Nestes 100 anos ininterruptos de república, o que sucedeu na França?
O
processo rumo à anarquia e à igualdade continuou seu curso, mas já agora
em outro nível. Dos adversários visados na fase explosiva e violenta que
culminou no Terror, dois estavam por terra: a dinastia e a nobreza. Um
continuava de pé, a burguesia. Cumpria derrubá-la.
Sob
este ponto de vista, a História da França, nos 100 anos últimos, se
resume numa decadência lenta e contínua do poder burguês, numa erosão
incessante da propriedade individual e numa penetração gradual do
espírito socialista até nas fileiras do Clero e da burguesia. Seria por
demais longo descrever aqui as vicissitudes desse processo, aliás mais
recente e mais conhecido. Basta dizer que, ao longo dele, a conduta da
burguesia foi cópia exata da que tivera anteriormente a nobreza: um
perpétuo "ceder para não perder", uma fruição da letargia do momento
presente, sem maiores preocupações com o futuro.
Em
suma, ao cabo de 100 anos de agitações republicanas e contra-agitações
monarquico-aristocráticas e de mais de 100 anos de república burguesa,
tudo caminha na França para a plena realização do programa dos
terroristas, dos "montagnards", dos "cordelliers", e do comunista Babeuf.
Paulatinamente, e sem efusão de sangue, o terrorismo é o grande
vencedor.
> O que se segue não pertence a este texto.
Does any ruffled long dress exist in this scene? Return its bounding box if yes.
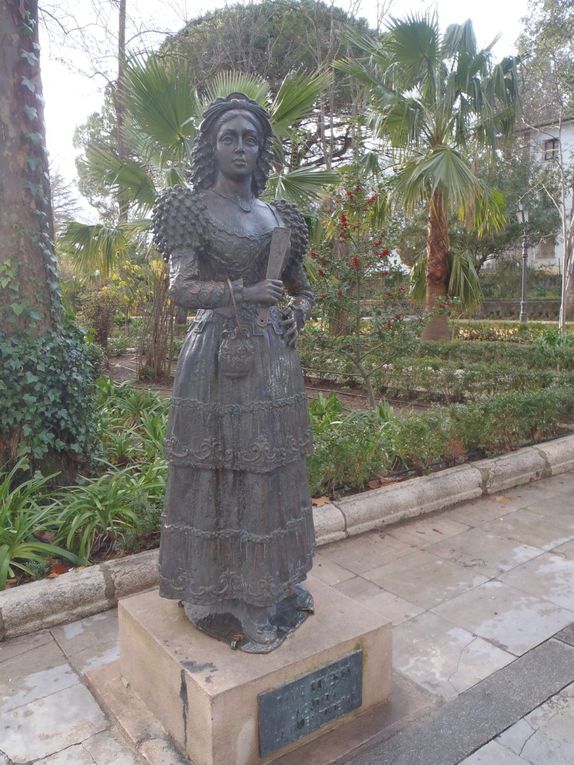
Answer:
[154,189,314,606]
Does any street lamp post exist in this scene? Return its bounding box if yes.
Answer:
[518,199,528,323]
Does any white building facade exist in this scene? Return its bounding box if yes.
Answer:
[525,118,574,273]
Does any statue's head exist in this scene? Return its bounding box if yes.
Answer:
[191,93,272,196]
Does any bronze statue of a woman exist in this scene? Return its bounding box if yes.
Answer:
[154,93,314,652]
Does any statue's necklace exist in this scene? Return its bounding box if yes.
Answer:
[211,189,255,212]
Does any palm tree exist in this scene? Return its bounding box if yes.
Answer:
[59,54,338,276]
[337,15,517,339]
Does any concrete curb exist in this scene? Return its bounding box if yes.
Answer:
[0,435,574,640]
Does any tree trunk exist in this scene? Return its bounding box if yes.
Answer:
[0,0,56,334]
[421,189,448,340]
[0,0,97,472]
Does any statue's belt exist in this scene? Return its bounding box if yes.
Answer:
[189,303,284,336]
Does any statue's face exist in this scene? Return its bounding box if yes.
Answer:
[215,112,260,180]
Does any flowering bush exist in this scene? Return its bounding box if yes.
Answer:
[309,183,426,408]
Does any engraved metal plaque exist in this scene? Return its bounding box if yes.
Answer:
[257,650,363,757]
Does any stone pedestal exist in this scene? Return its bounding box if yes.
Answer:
[119,579,391,765]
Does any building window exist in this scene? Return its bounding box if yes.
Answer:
[544,138,560,160]
[536,234,556,260]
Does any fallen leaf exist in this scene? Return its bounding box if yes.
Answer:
[46,563,70,579]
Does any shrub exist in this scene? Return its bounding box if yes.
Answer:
[0,460,79,590]
[307,412,383,496]
[0,330,102,464]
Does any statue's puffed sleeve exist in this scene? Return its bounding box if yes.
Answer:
[152,186,243,309]
[272,200,315,329]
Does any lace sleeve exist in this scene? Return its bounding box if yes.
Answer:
[169,249,243,309]
[152,186,243,309]
[271,200,315,329]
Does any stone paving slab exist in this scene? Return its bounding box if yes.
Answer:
[0,682,109,763]
[433,580,574,656]
[393,611,515,699]
[0,466,574,765]
[0,435,574,641]
[340,640,574,765]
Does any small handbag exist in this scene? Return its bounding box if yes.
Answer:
[217,279,255,377]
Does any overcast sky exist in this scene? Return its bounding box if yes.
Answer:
[37,0,528,215]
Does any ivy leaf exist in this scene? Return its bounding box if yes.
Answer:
[10,300,28,316]
[24,104,38,122]
[21,77,37,93]
[24,133,42,146]
[20,50,38,66]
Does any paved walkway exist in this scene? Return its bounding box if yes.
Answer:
[0,473,574,765]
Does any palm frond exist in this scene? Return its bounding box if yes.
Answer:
[384,14,440,91]
[395,146,480,212]
[202,71,269,109]
[58,221,130,277]
[86,144,157,209]
[125,54,201,165]
[269,69,332,138]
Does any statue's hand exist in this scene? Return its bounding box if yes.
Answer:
[281,309,299,348]
[243,279,283,305]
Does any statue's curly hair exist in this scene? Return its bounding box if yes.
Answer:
[190,93,273,197]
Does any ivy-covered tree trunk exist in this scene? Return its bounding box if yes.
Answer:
[0,0,60,333]
[422,188,448,340]
[0,0,98,472]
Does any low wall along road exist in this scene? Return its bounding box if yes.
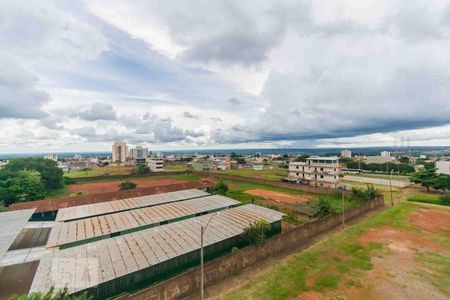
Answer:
[343,175,411,188]
[120,199,384,300]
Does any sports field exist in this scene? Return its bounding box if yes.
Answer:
[218,202,450,299]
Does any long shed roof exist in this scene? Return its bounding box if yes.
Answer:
[0,208,35,258]
[47,195,240,247]
[56,189,209,222]
[30,204,283,293]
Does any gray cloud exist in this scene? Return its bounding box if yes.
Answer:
[0,57,50,119]
[228,97,241,105]
[183,111,198,120]
[76,103,117,121]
Basta que as coisas continuem a correr tranqüilamente como
correm que, mais tempo, menos tempo, a França será comunista... O
comunismo, implicitamente, tem a vitória nas mãos. Pois ele está no
socialismo como o pinto no ovo. E o socialismo já venceu.
* * *
É
possível deduzir desta massa de fatos um ensinamento para o presente?
É o que em
outro artigo veremos.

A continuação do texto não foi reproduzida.